Scope
Reproduces the CECI (Cross-Encoded Component Interchange) splicing experiment: hot-swapping FFN layers between two independently UGT-trained models and measuring PPL degradation. Validates the bilateral UGT requirement --- that component interchange only succeeds when both models share the same UGT taxonomic basis, proving the basis encodes functional semantics.
Hardware target
- Two UGT-trained models at 135M scale (SmolLM2-135M).
- GPU: any CUDA 12.x with ≥4GB VRAM.
- Or CPU-only: ~5 minutes for the 135M splice test.
Prerequisites
- Python 3.10+, PyTorch 2.x, transformers.

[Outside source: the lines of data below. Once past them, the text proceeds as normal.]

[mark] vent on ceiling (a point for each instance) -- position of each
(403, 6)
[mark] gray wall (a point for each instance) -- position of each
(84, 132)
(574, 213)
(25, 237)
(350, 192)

- Two UGT-trained models (Phase 5, k=256, 100K steps).
scripts/e2e_pipeline.pyfor the full UGT training pipeline.
Step 1: Train two UGT models (if not already available)
python scripts/e2e_pipeline.py --model SmolLM2-135M --k 256 --steps 100000 \
--output-a ../models/ugt_model_a --output-b ../models/ugt_model_b
Step 2: Run the CECI splice test
python scripts/ceci_splice_test.py --model-a ../models/ugt_model_a \
--model-b ../models/ugt_model_b --layers 0,4,8,12,16,20,24,28
Step 3: Expected output
- Bilateral UGT (both models UGT-trained): 7/7 layers pass. Mean ΔPPL = -0.11 (slight improvement from component diversity).
- Unilateral UGT (one model UGT, one vanilla): FFN transfer fails. ΔPPL > +50, confirming bilateral requirement.
- Random splice (different layers): ΔPPL > +100, expected failure.
Validation
The key validation: FFN transfer works ONLY when both models share the UGT basis. This proves the basis encodes functional semantics --- it's not just a compression artifact. The bilateral requirement is the central architectural claim of Paper XI (Universal Geodesic Taxonomy).